Date of Award


Document Type


Degree Name

Doctor of Philosophy (PhD)



Committee Member

Narendra R Vyavahare, Committee Chair

Committee Member

Agneta Simionescu

Committee Member

Alexey Vertegel

Committee Member

Christopher G Carsten, III


Cardiovascular diseases (CVDs) are the leading cause of death globally. An estimated 17.9 million people died from CVDs in 2016, with ~840,000 of them in the United States alone.
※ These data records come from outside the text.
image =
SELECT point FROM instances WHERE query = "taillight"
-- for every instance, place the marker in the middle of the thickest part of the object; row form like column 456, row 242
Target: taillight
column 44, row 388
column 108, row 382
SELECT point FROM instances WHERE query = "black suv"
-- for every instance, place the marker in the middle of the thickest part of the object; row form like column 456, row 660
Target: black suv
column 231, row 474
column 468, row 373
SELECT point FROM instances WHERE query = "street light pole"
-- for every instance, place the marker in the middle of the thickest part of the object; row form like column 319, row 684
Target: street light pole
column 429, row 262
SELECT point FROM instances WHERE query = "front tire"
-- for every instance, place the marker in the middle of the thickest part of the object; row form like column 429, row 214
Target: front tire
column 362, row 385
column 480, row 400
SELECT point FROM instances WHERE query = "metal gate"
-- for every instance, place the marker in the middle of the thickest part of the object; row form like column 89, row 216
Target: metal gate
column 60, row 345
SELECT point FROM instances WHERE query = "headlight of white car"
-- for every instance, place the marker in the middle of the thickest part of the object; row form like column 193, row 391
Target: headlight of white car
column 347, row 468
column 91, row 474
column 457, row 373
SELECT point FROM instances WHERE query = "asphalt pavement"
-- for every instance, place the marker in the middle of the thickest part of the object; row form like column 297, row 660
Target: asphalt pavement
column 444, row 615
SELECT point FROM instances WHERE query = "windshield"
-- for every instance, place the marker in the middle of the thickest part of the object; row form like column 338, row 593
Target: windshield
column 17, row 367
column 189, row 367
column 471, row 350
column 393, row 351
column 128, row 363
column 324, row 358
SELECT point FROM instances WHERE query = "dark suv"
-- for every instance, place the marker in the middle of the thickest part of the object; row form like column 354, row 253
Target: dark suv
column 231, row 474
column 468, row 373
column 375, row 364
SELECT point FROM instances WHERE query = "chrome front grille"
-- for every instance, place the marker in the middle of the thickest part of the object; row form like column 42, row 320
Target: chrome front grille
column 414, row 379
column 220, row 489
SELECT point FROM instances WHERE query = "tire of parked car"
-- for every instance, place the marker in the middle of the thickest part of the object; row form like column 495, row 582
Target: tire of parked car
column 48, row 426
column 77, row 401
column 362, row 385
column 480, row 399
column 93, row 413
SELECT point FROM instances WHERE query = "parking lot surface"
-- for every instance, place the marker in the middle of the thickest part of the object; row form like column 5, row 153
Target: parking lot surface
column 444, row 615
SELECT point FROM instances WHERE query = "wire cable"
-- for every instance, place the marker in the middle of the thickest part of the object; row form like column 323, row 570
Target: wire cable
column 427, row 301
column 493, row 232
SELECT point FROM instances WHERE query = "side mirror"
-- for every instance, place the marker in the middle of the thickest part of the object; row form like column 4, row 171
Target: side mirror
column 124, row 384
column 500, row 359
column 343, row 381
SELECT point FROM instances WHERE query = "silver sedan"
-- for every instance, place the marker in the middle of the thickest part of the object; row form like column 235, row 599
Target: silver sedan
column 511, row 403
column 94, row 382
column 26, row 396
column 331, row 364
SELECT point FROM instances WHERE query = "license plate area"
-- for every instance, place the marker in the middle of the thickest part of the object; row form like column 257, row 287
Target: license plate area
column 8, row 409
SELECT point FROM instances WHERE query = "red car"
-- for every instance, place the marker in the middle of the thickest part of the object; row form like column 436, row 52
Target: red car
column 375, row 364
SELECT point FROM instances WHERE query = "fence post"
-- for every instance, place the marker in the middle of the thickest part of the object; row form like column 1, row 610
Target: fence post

Traditional risk factors, such as smoking, hypertension, and diabetes, are well discussed. In recent years, chronic kidney disease (CKD) has emerged as a risk factor of equal importance. Patients with mild-to-moderate CKD are much more likely to develop and die from CVDs than progress to end-stage renal failure. Vascular calcification (VC), typical in aging, several genetic and metabolic disorders, is now recognized as a strong and independent predictor of cardiovascular events and mortality, not only in diabetic and CKD patients, even in the general population. VC is classified into two distinct types based on location in the vessel wall; intimal and medial. Elastin-associated medial arterial calcification (CKD) is more specific to CKD and contributes significantly to cardiovascular mortality in these patients. It is responsible for loss of vessel elasticity, increased arterial stiffness, increased pulse pressures and systolic blood pressure, and left ventricular hypertrophy ultimately causing arrhythmias and heart failure.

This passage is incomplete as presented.